The ship's Commanding Officer, Capt. Dee L. Mewbourne, invited crew members to participate in a cake-cutting ceremony in Enterprise's Flight Deck Control room to commemorate the occasion.

"This is quite an accomplishment," said Chief Warrant Officer Warren Baker, the ship's Aircraft Launch and Recovery Equipment (ALRE) maintenance officer. "My guys are dedicated; they put in a lot of hard work to achieve 7,000 traps in such a short period of time."

While it's an impressive feat for any aircraft carrier, Baker said the fact that the division had a young crew and the ship was just coming out of the shipyard made the accomplishment even more impressive. Hours of training and maintenance played a vital role in the division's ability to accomplish its mission.

"We sent a lot of our crew to other ships while we were in the yards so they could get qualified," said Baker. "That really helped out a lot. These guys are young, motivated and ready to do whatever it takes to get the job done."

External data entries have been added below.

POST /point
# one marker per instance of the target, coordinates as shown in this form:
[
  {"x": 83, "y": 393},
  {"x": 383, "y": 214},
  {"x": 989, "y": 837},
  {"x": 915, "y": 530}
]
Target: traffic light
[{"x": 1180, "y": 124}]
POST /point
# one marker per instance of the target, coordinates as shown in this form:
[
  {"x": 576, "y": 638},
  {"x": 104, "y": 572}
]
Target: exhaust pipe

Each successful trap involves the synchronized efforts of flight deck personnel and maintenance personnel working in the arresting gear rooms underneath. For each successful trap, hours of maintenance and are spent to make sure the equipment works well enough to support an aircraft landing.

"The engine room is what really stops the aircraft," said Aviation Boatswain's Mate (Equipment) 3rd Class Jairo Alvarado, an operator working in arresting gear room 3/5. "I performed a lot of maintenance on this equipment to make sure it would work properly when we needed it."

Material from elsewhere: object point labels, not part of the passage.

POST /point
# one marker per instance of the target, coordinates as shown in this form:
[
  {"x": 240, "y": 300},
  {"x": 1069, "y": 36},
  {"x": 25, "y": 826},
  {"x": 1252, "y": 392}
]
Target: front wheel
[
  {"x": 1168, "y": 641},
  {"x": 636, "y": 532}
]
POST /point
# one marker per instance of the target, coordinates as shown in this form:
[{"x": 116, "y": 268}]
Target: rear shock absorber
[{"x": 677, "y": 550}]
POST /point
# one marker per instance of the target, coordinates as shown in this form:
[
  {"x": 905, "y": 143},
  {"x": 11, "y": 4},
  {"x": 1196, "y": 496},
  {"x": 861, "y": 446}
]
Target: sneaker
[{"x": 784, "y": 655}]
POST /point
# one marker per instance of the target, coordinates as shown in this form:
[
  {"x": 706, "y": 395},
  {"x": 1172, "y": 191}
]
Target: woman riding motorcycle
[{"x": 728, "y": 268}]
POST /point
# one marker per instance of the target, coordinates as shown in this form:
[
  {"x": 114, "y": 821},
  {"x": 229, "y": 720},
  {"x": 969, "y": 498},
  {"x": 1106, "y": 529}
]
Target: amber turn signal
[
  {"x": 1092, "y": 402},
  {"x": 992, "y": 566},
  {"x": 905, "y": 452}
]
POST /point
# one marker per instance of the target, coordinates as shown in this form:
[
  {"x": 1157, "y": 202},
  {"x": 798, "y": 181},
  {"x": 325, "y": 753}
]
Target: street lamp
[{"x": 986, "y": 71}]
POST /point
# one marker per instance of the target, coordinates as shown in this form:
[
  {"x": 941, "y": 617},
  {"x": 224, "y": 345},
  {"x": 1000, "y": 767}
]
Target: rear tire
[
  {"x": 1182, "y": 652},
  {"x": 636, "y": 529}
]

Alvarado said the fact that a young and relatively inexperienced crew was able to complete 7,000 traps in six months was impressive, and shows how hard they have been working since the ship left the shipyard.

"This is a really high number, and it feels great to have been involved in making it happen," said Alvarado. "Without the entire crew doing their part we would never have been able to accomplish this."

As Enterprise continues to move forward with its mission, Senior Chief Aviation Boatswain's Mate (Equipment) (AW) Walter Fadrowski, V-2 Division's maintenance supervisor, said that without V-2 division maintaining the traps and helping to land aircraft, the ship would not be effective in its daily operations.

"The sole purpose of an aircraft carrier is the safe launch and recovery of aircraft," said Fadrowski. "Without that capability, what are we?"

Thanks to a focus on safety and attention to detail, Enterprise air and squadron crew members have made the 7,000th trap the one of many notable achievements already accomplished by Big 'E' just weeks into its deployment.

As of Feb. 6, Big 'E' has logged 968 traps during its 21st deployment, 7,087 traps since leaving the shipyard and is approaching 400,000 traps since its commissioning in 1961.

Enterprise Strike Group consists of Enterprise, the guided-missile cruiser USS Leyte Gulf (CG 55), the guided-missile destroyers USS Bulkeley (DDG 84), USS Barry (DDG 52) and USS Mason (DDG 87), USNS Arctic (T-AOE 8), Carrier Air Wing 1 and Destroyer Squadron 2.